Он дисциплинированный и собранный; я, в общем, полная противоположность. Когда я получил возможность ознакомиться с письмом, направлялся в НьюЙорк, в свою естественную среду. В конце сообщения значились рекомендации психолога, смешные в своей нелепости. «Учитесь слушать друг друга», «Идите на компромисс», «Будьте терпимы».
Послушайте это, я должен быть терпим к человеку, который оставил меня на улице с расстёгнутой ширинкой, а сам ушёл домой спать — что же за скотина такая?
Меня могли убить, ограбить, изнасиловать, отправить в бордель или пустить на органы. О, эта трепетная дружба в понимании Эллиота Верцнера.
Манхэттен встретил меня дождём и прохладой, очки, наконец, перестали пикать от недостатка чипов, люди — рассматривать моё лицо, а в небе парили беспилотники, красота!
Эл должен был прийти в Монгерли в три часа дня с дурацкими лекциями. Он был не в восторге от моего предложения: подумал, что я хочу покрасоваться в лаборатории. Но суровая правда заключалась в том, что в «Монгерли» мне банально не дали дополнительный отгул. Я вернулся в лабораторию, едва успев заскочить в отель, чтобы принять душ и отмыться от бостонского и французского.
На двери нашего отсека красовалось несколько открыток с пожеланиями вернуться из Бостона живым — шутники, блин. Мои коллеги не знали по какому заданию я был откомандирован в Бостон, но начальство решило придерживаться принципа полуправды и раскрыло им некоторые географические детали операции.
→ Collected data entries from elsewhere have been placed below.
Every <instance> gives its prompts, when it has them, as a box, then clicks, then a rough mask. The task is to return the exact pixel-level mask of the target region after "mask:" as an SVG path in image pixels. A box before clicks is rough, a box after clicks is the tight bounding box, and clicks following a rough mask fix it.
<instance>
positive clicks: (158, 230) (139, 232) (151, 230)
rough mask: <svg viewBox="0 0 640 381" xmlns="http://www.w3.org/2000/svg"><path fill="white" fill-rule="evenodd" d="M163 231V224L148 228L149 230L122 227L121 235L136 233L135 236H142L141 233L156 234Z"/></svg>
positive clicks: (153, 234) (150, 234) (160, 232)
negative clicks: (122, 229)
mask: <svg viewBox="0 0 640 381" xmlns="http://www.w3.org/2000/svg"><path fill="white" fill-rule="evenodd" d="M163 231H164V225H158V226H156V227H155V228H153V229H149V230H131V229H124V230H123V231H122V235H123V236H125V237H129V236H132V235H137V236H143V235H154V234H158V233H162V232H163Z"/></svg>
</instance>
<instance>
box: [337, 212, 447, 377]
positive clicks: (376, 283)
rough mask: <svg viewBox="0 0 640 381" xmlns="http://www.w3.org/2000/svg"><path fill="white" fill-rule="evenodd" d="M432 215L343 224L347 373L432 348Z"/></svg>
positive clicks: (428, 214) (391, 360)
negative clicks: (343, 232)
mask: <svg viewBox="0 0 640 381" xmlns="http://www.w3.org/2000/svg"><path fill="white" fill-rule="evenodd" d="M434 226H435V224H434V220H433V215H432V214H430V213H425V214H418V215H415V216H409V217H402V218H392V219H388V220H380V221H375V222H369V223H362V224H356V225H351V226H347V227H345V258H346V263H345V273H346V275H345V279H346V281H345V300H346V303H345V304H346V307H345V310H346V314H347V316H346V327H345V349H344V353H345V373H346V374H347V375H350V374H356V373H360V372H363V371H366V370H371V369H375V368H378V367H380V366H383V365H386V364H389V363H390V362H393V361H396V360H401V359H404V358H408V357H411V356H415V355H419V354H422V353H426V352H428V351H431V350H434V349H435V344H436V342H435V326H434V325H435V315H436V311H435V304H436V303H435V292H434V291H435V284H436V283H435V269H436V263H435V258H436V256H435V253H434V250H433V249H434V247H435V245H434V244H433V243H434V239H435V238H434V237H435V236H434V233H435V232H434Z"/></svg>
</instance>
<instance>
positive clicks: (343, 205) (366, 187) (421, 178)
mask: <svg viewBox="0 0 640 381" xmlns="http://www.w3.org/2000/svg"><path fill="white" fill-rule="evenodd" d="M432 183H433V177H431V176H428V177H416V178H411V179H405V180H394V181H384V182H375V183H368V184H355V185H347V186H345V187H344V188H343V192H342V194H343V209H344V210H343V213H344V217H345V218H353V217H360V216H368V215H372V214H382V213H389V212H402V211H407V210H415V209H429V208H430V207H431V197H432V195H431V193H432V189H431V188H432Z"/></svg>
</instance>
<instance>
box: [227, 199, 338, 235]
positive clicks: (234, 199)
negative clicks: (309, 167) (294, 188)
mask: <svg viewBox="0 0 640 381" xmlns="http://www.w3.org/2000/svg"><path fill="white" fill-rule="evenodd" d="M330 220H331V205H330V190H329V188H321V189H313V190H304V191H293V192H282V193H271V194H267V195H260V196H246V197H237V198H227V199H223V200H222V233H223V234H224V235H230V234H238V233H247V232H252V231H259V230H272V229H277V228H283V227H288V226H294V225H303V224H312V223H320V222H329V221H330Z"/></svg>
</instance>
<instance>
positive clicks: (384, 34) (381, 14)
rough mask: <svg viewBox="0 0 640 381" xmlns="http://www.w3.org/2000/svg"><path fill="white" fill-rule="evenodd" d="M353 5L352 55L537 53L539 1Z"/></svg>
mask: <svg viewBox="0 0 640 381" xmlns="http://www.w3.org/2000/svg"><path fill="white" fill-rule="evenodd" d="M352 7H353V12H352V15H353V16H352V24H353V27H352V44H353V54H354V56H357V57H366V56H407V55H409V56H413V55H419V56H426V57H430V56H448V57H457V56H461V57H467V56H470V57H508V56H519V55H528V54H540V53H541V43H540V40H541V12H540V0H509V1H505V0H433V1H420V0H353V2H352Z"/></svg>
В помещении 2/4 трудилось четверо: братья Тим и Рейн, специалисты по темной материи, Анджелика из восточной Европы, пробивающая себе путь в том числе острым языком — его, девушка, уж поверьте, использовала по прямому назначению, — и Дейл, ядерный физик.
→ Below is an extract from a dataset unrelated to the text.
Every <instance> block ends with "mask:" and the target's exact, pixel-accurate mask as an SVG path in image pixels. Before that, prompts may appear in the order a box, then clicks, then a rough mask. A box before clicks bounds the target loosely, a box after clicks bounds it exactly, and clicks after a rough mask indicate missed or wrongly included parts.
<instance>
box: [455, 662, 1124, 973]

— Слушайте, а Робби будто похудел!
— Точно-точно, и синяки под глазами появились, — вместо приветствия воскликнули ребята, подняв головы от аппаратуры.
— Взгляд потух, видишь?
Тим попытался оттянуть мне веко, за что был мгновенно послан на фиг, но я всё-таки улыбнулся: взгляд ласкали не их морды, а дорогое сердцу оборудование — калориметр, термостат, лазерная установка, омметры, сенсоры, часы, водомеры и тестеры. В отдел уместилось столько всего, и каждый прибор хранил отпечатки моих пальцев.
Вот она, лабораторная романтика.
Этот синхрофазотрон разрабатывали мы с Тимом, переругавшись со всеми электриками в радиусе тридцати миль. Рядом стоял «апокалиптический» ускоритель из легендарного Церна, тот самый Большой Адронный Коллайдер, точнее, уцелевшая его часть (хранили как реликвию). Около моего стола жужжал нуклотрон — тоже старенький, но самый точный в крыле.
— Ну, как оно, в двадцатом веке?
— Лучше вам и не знать, — отшутился я, крепко призадумавшись над иронией. До лекций Эла, чёрт бы его побрал, я воздавал должное шуткам о Бостоне, без которых не обходился ни один рабочий день. Уж очень близко по современным меркам размещались города и слишком отличались друг от друга. НьюЙорк и Бостон — как демократ и республиканец, как Специальная теория относительности и Квантовая механика*, как Земля и Астероид, в конце концов. А теперь меня передёргивало каждый раз, когда говорили об уродливом прошлом.
— Ребята, лучше введите меня в курс дела. Когда я уезжал, на столе были цезиевые часы, я точно помню. Какая тварь стащила их для своих тупых экспериментов, признавайтесь?